I do notice that since eliminating salt in all my tanks, Ich became a thing of distant memory. I even began buying ich ridden fish without concern as I knew I could fix em up... now, this may be the attention to water cleanliness that came at the same time I phased out salt. Funny how an Ich treatment could be suspect as a contributor to Ich, but as I say... it's all anecdotal so I usually keep it to myself.

Regarding mineral salts... I noticed a very general trend towards lower numbers of fry and more culls when I used to play with water chemistry. I never tracked results, nor ran tests, so again... not fact, just hunches.

Now, when I stopped mucking with water chemistry completely and focused solely on clean water, colors eventually far outpaced color with salt and salts, fry were healthier and larger broods, and I was a happier fishkeeper.

No more buffers nor KH measuring, mineral salts gone, pH tweaking- ancient history. Never looked back... pH of 7.6, GH of whatever came out of the tap (8 to 12 usually) and a KH of around 8 seemed fine... fish never seemed to mind minor fluctuations in GH, KH and pH either. 
They didn't even seem to blink at major change either, but that's a whole other topic.

and I'll restate, simply to make sure that none of the above is taken as advice or "fact"... this is all just my gut over a span of 20 yrs and the evolution I took from newbie to tweaker to KISS.


----------



## Lister (Feb 18, 2009)

Interesting point on the coloration being due to "irritation". I wish there were a way to really know if this was true on any level. Never thought about it that way though.
My tap comes at about 8.2 and pretty hard as well. But I used to notice a quick drop in Ph a few days after a water change. That's why I use the buffers. 
But I'm going to try your idea in one of my tanks. I'm going to eliminate the salt, buffers, etc and see what happens. Would be nice if there was no difference because it would be cheaper too. I honestly haven't ever "just used tap", but I see where you're coming from and I want to try this. I'll just have to watch my Ph though. I too have not seen any major negative impacts on a Ph flucuation here and there. I always get them with a water change, but the fish never seemed to mind. (Freshwater at least). My water paranoia is probably costing me money lol.
I do keep several socks of crushed coral in my sump as this seems to greatly help stabilize the Ph around 8.2. I'm going to lay off the buffers and such and just see what happens. If nothing else then it's something new to try.


----------



## Wiley (Jan 19, 2009)

intense


----------



## Number6 (Mar 13, 2003)

Lister said:


> Interesting point on the coloration being due to "irritation". I wish there were a way to really know if this was true on any level.


 Agree



Lister said:


> But I used to notice a quick drop in Ph a few days after a water change. That's why I use the buffers.

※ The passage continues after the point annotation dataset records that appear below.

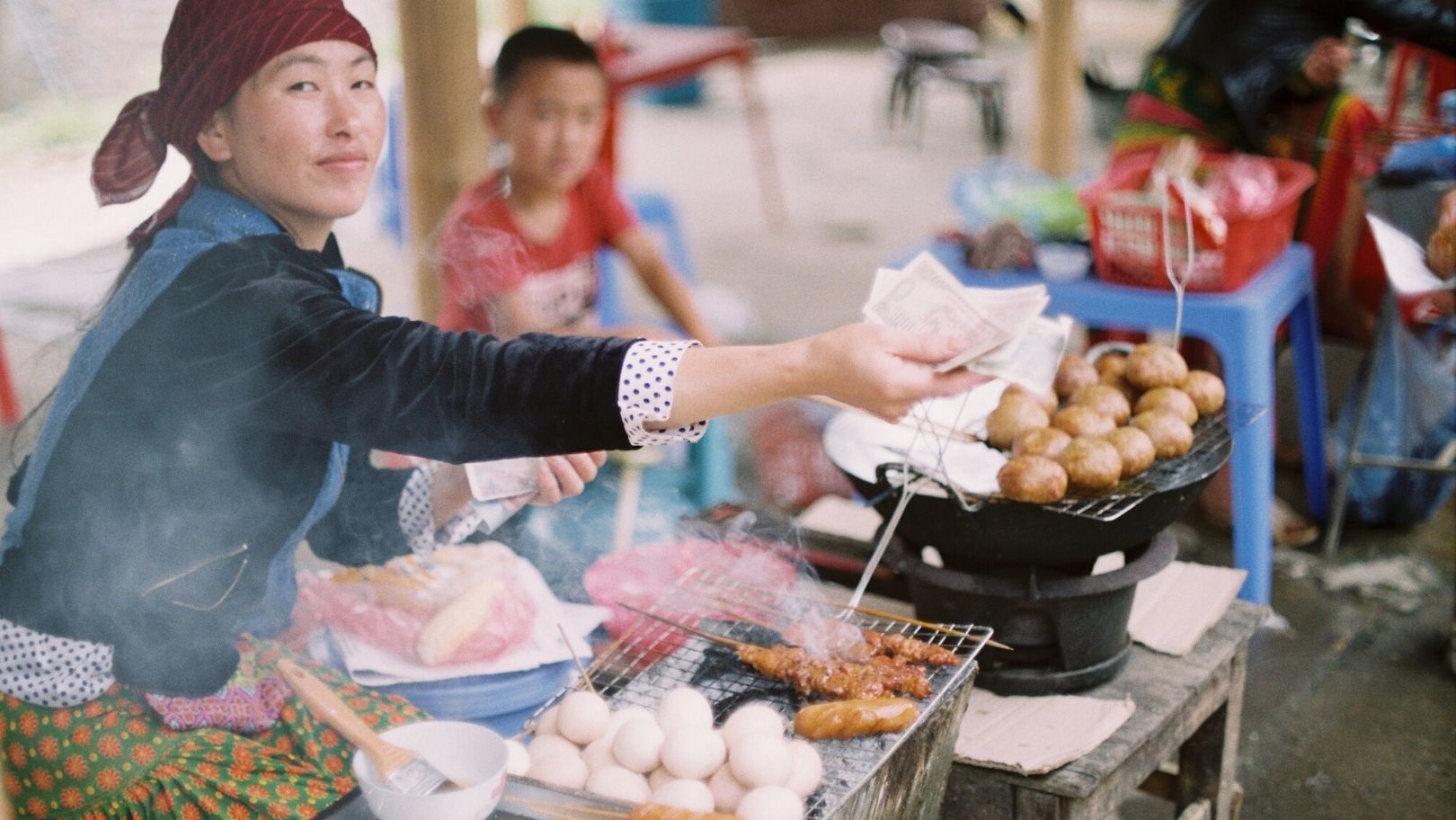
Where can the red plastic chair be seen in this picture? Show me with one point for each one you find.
(655, 54)
(9, 402)
(1440, 75)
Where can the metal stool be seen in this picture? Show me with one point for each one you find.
(915, 44)
(986, 84)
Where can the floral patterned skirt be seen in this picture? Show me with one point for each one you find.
(114, 758)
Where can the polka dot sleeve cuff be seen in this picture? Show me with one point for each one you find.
(51, 672)
(645, 392)
(417, 514)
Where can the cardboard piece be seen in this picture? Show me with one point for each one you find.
(1033, 735)
(1174, 608)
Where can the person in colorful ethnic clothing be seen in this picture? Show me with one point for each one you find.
(1264, 77)
(223, 406)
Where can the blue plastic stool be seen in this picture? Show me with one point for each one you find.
(1241, 325)
(709, 460)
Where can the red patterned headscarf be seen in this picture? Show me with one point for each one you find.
(211, 49)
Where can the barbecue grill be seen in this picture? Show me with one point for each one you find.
(892, 777)
(1025, 570)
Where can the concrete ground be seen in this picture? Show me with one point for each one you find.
(1350, 709)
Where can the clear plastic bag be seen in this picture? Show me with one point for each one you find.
(1003, 190)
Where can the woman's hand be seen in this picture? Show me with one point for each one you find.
(873, 368)
(1327, 61)
(884, 370)
(556, 478)
(565, 477)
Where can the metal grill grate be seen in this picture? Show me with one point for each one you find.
(653, 659)
(1212, 439)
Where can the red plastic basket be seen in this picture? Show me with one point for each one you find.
(1127, 230)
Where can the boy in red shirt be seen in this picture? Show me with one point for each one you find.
(517, 249)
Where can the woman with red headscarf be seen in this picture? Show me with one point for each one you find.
(222, 410)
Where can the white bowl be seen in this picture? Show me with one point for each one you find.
(1063, 261)
(466, 753)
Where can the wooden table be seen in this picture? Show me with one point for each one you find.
(1187, 711)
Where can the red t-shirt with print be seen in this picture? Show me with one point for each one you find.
(484, 255)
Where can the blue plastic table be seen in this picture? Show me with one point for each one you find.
(1241, 326)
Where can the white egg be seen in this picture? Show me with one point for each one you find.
(659, 777)
(807, 770)
(638, 746)
(559, 770)
(620, 784)
(582, 717)
(685, 709)
(516, 759)
(546, 724)
(625, 714)
(751, 718)
(762, 759)
(692, 796)
(693, 753)
(598, 754)
(770, 803)
(727, 789)
(544, 744)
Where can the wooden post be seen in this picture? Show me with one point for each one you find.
(1059, 82)
(444, 134)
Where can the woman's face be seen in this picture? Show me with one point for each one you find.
(302, 136)
(554, 122)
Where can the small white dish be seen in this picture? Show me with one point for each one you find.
(466, 753)
(1063, 261)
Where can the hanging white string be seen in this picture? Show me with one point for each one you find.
(908, 484)
(1176, 281)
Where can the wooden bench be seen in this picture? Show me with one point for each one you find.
(1181, 743)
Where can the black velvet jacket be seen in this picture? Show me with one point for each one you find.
(1253, 47)
(210, 425)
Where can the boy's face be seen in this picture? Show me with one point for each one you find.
(554, 122)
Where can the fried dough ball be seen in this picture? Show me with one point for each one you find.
(1073, 371)
(1155, 366)
(1204, 389)
(1092, 463)
(1047, 441)
(1110, 366)
(1033, 478)
(1047, 401)
(1171, 399)
(1169, 432)
(1134, 448)
(1080, 420)
(1104, 399)
(1011, 420)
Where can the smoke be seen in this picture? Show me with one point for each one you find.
(476, 265)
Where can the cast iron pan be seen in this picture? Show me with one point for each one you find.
(989, 532)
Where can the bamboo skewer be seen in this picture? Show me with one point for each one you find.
(901, 619)
(582, 669)
(730, 643)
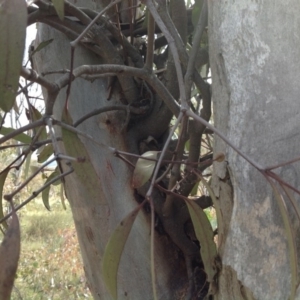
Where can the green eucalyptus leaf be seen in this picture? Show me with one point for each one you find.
(205, 236)
(62, 197)
(13, 23)
(27, 165)
(114, 249)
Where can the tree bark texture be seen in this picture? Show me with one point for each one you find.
(254, 54)
(99, 206)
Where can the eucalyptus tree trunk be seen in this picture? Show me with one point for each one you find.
(254, 54)
(101, 194)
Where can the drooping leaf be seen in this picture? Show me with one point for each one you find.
(62, 197)
(59, 6)
(85, 171)
(45, 192)
(27, 165)
(13, 22)
(144, 169)
(205, 236)
(3, 176)
(9, 257)
(45, 153)
(216, 204)
(114, 249)
(21, 137)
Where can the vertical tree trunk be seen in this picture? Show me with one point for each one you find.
(103, 196)
(254, 54)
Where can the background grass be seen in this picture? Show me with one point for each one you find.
(50, 265)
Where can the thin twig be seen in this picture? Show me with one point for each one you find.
(77, 40)
(166, 145)
(108, 108)
(225, 139)
(32, 125)
(9, 197)
(150, 44)
(173, 48)
(202, 23)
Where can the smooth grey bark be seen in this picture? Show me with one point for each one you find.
(113, 197)
(254, 55)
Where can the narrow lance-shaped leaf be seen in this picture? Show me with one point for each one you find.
(62, 197)
(3, 176)
(13, 22)
(9, 257)
(205, 236)
(144, 169)
(114, 249)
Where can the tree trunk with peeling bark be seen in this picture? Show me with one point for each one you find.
(103, 196)
(255, 105)
(254, 50)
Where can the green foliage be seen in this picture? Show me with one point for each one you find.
(114, 250)
(50, 264)
(205, 236)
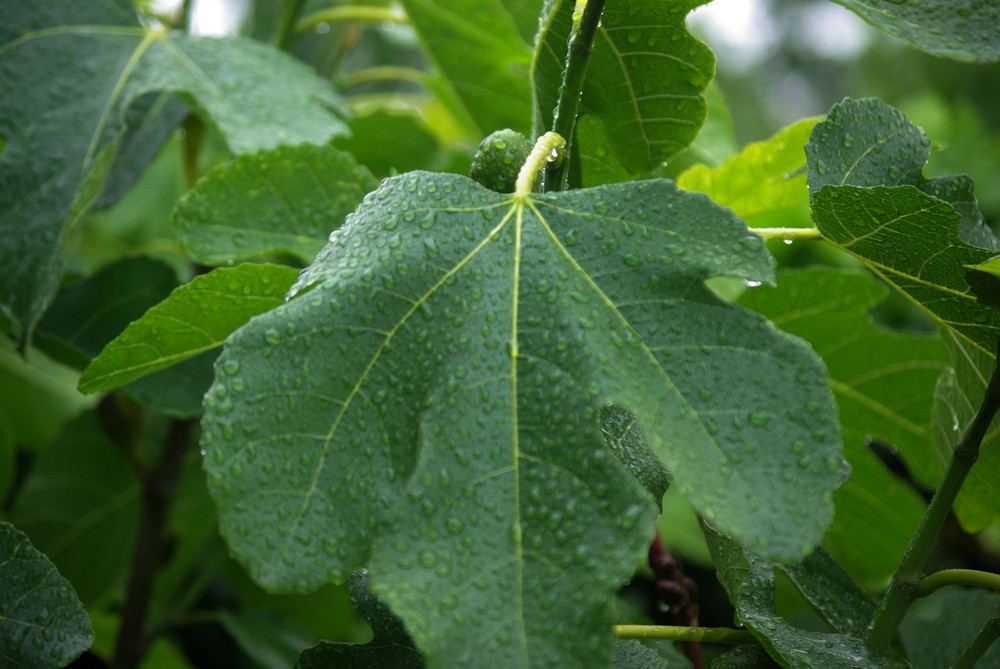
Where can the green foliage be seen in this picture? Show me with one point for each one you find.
(969, 32)
(42, 622)
(97, 63)
(293, 197)
(469, 402)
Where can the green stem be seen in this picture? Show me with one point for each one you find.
(972, 577)
(285, 33)
(789, 234)
(351, 14)
(989, 633)
(581, 46)
(384, 73)
(194, 134)
(905, 584)
(157, 486)
(675, 633)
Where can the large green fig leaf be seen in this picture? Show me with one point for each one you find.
(968, 31)
(428, 403)
(281, 200)
(750, 584)
(42, 622)
(957, 398)
(193, 319)
(69, 84)
(764, 177)
(870, 199)
(883, 381)
(645, 86)
(390, 646)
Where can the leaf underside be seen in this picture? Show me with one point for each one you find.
(428, 404)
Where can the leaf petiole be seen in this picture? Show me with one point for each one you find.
(683, 633)
(905, 585)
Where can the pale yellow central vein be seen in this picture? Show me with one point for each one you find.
(133, 62)
(355, 391)
(516, 455)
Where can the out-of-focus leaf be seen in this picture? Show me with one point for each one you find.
(968, 31)
(883, 382)
(336, 433)
(42, 622)
(645, 85)
(957, 397)
(831, 592)
(37, 396)
(478, 47)
(751, 587)
(390, 646)
(870, 199)
(270, 639)
(87, 315)
(80, 505)
(71, 71)
(764, 177)
(984, 279)
(285, 199)
(633, 655)
(405, 142)
(149, 123)
(194, 319)
(745, 657)
(938, 628)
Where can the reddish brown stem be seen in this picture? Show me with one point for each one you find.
(678, 592)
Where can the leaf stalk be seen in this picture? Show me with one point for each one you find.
(988, 633)
(972, 577)
(905, 585)
(682, 633)
(581, 46)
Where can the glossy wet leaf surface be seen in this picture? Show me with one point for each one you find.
(870, 199)
(194, 319)
(968, 31)
(61, 138)
(750, 583)
(957, 397)
(42, 622)
(764, 177)
(287, 199)
(884, 384)
(428, 405)
(390, 646)
(644, 91)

 makes sense... but, it's amazing how we all (myself included) do certain things assuming X without ever checking into X in any detail. E.g. why does your pH drop?

Would adding the water slowly through crushed coral eliminate?



Lister said:


> I honestly haven't ever "just used tap", but I see where you're coming from and I want to try this.


 I met a friend (Grey Legion) who just adds tap water and never changes enough for even chlorine to bother his fish... it was enough to make me rethink some rather "locked in" thinking. Now some folks absolutely would have to add to their tap water once they had discovered that their tap was outside of the range of tolerance for Rift lake cichlids, but it's amazing how many people just assume that they are in this group or that without ever checking into reality. Myself included back in the day and likely even now!

Wiley, glad it's been both entertaining and helpful!


----------



## Lister (Feb 18, 2009)

I really have no idea why my Ph drops. I've been here around 10 years and it's always been that way. It's just weird because the Ph is so high and the hardness is around 8 and it still just tumbles. Honestly it really was only a major issue with marine tanks because Ph stability meant life or death. But I do have crushed coral in my wet/dry in my 150 Gal tang tank. This seems to do wonders for stability, but I've never tried eliminating the buffer to be totally sure. It just seems to hold better. This is the tank I'm going to experiment with. I think if I really stuck to a weekly water change it might not make a big impact. We'll see at least. I always like to experiment with things. But like you said, I too sometimes get caught up in the "do it this way becaue that's how I've always done it" mentality. I think everyone does, it's too easy because everything becomes routine. I'm a bit old school on many things. Which is good and bad at times lol.
I also new a guy a few years back that had a 75 gallon with a DIY undergravel system. (Not a cichlid tank). And he swore against water changes. He had this tank set up for over 12 years without a single change, just evap adding. (At least he said, I wasn't there for the whole 12 years). Anyway, the tank did very well, I think he had angels and some monster loaches in there. But to me the gravel was nasty dirty lol. But to each his own I guess...


----------